Reliability and validity assessments.
Discriminant validity
Discriminant validity denotes that, the degree to which a construct (or variable) truly differs from other constructs (especially those that are theoretically unrelated). Simply put, it tests whether a concept or measure that is thought to be irrelevant is, in fact, irrelevant. This is an important aspect of construct validity in research because it ensures that the construct being measured is unique and not simply a reflection of another construct. We used the Fornell-Larcker Criterion and Heterotrait-monotrait ratio (HTMT) to examine discriminant validity in this study. Firstly, the Fornell-Larcker criterion is a statistical approach utilized to evaluate discriminant validity in structural equation modeling (SEM), especially when applying partial least squares (PLS).It ensures that latent variable shares more variance with its assigned indicator (item) than other constructs in the model. As shown in Table 3 the square roots of AVE are greater than the correlations with other constructs which demonstrates a good discriminant validity (Fornell and Larcker, 1981b). Furthermore, Heterotrait-monotrait ratio (HTMT) is a relatively new method of assessing discriminant validity. It compares correlations between constructs (heterotrait correlations) with correlations within the same construct (unitrait correlations) (Sarstedt et al., 2021).

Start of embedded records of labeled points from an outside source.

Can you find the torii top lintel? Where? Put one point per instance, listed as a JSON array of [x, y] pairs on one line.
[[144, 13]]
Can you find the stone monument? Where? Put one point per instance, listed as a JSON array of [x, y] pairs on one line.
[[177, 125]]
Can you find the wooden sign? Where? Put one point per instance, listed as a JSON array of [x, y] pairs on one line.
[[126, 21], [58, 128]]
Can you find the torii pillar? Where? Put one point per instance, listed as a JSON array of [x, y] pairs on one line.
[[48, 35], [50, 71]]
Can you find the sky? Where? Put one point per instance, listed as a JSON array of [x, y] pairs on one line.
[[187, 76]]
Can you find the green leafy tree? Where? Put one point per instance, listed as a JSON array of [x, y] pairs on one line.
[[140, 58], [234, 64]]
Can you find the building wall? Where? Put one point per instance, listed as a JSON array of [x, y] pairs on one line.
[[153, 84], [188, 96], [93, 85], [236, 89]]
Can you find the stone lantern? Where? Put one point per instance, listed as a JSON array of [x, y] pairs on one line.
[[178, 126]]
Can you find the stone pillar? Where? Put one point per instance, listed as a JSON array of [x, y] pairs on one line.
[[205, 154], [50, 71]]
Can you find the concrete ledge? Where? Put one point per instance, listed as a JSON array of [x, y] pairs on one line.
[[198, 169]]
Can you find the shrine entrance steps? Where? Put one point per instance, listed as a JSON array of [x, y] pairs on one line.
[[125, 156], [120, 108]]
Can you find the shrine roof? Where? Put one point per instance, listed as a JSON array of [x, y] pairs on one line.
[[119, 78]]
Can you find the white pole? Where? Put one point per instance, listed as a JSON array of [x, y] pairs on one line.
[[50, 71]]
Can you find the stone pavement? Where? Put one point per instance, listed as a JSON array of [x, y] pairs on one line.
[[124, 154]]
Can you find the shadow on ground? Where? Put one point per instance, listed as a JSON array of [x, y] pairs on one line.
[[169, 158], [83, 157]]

The HTMT ratios, which assess the correlations between various traits concerning those within the same trait, demonstrate the discriminant validity of the constructs when their values are significantly below 1 or 0.90 (Leguina, 2015). As shown in Table 4 HTMT values are below the threshold of 1 or 0.90 which is another indication of good discriminant validity of our study.
Discriminant validity - fornell-larcker criterion.
Note: bold diagonal values are the square roots of AVE.
Discriminant validity-Heterotrait-monotrait ratio (HTMT).
Variance inflation factor (VIF) analysis
VIF (variance inflation factor) is a measure used to identify multicollinearity in regression analysis. Multicollinearity occurs when the independent variables (predictor variables) in a regression model are highly correlated with each other, which may distort the estimates of regression coefficients and affect the interpretability of the model (Akinwande et al., 2015; Liao and Valliant, 2012). The general rule is that when the VIF exceeds 4 then it warrants further investigation while VIFs exceeding 10 are signs of serious multicollinearity requiring correction (Wetherill et al., 1986). As presented in Table 5 all the VIF values are underneath 4 indicative that are no issues of multicollinearity in our study.
Variance inflation factor (VIF) analysis.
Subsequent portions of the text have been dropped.